I will confess now that I shivered slightly as he said this. He was resolution personified. Then he spoke again.
“You know, of course, about Hitler’s astrologer?” he asked me suddenly. I didn’t, but kept quiet. This was big stuff
“Well,” he went on quietly, “I think I’ve found one for Britain I want you to get on to MI 14 at once. Tell them I must have the birth dates of all German officers above the rank of Colonel before 0600 tomorrow. No holds barred. That’s the only way to fight,” he muttered as he left me to begin work on his now famous defeat of Hitler’s Invasion Plans for Britain.
“When a TV series based on my biography was first mooted,” Brigadier X told me, “we all thought Trumper himself would play the lead. Security, however, said ‘No.’ muttering darkly, England may need him again before too long.
“Fortunately, we were able to persuade his near-double, actor Dennis Price, to play the part.

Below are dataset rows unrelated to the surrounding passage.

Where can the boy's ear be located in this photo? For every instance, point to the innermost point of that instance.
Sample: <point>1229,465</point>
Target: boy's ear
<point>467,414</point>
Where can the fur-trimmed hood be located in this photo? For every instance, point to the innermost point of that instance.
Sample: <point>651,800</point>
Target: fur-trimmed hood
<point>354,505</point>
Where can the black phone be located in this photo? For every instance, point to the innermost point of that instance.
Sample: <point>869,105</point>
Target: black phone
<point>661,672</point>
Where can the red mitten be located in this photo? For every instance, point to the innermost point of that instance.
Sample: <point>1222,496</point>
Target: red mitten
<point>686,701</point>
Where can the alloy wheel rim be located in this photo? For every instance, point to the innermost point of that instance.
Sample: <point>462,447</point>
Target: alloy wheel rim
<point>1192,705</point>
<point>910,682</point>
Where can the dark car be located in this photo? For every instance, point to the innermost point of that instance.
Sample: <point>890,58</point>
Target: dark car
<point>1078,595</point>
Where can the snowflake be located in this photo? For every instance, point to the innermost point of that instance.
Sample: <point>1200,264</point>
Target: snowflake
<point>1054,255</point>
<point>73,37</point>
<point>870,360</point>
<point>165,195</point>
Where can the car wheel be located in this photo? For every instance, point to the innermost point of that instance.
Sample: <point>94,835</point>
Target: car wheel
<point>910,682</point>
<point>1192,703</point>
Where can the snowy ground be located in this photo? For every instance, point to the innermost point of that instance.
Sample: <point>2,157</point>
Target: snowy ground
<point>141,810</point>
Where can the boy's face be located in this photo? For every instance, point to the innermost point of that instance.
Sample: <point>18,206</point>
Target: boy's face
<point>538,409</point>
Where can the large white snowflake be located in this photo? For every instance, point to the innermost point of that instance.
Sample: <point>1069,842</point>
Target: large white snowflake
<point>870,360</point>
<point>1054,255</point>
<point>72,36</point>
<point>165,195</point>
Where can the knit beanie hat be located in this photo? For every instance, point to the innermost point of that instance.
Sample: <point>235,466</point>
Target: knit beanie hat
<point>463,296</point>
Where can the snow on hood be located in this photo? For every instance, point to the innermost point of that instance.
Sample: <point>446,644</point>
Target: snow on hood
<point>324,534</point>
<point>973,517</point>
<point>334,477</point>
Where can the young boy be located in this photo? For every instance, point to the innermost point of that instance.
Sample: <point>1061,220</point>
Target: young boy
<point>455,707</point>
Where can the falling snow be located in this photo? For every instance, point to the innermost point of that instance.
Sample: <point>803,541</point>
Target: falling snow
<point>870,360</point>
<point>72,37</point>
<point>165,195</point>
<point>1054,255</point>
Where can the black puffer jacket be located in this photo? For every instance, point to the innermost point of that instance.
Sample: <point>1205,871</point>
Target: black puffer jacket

And I must say the likeness he portrays is devilish good.
“Price only used a mirror in the early stages of capturing his mannerisms. He now actually thinks like Trumper. A brilliant show!
“For example, when the gentlemen from ITV asked me to put Mr. Price through his paces before he was passed as Trumper. I asked him out of the blue about his chequered career as far back as the affair in Karachi in ’37.
“He replied, quick as a flash:
‘She was blonde. Only a quick posting saved me there.’
“And Catterick in ’39?”
‘Ah yes—a lovely brunette. The only thing mat saved me then was the war.*
“And what did your CO say to you before you went into action in 1940?”
‘If you can do to the German Army what you’ve done to ours — heaven help them?
“Yes, he was devilish goodin fact, he is good, as you can see for yourselves on Friday.”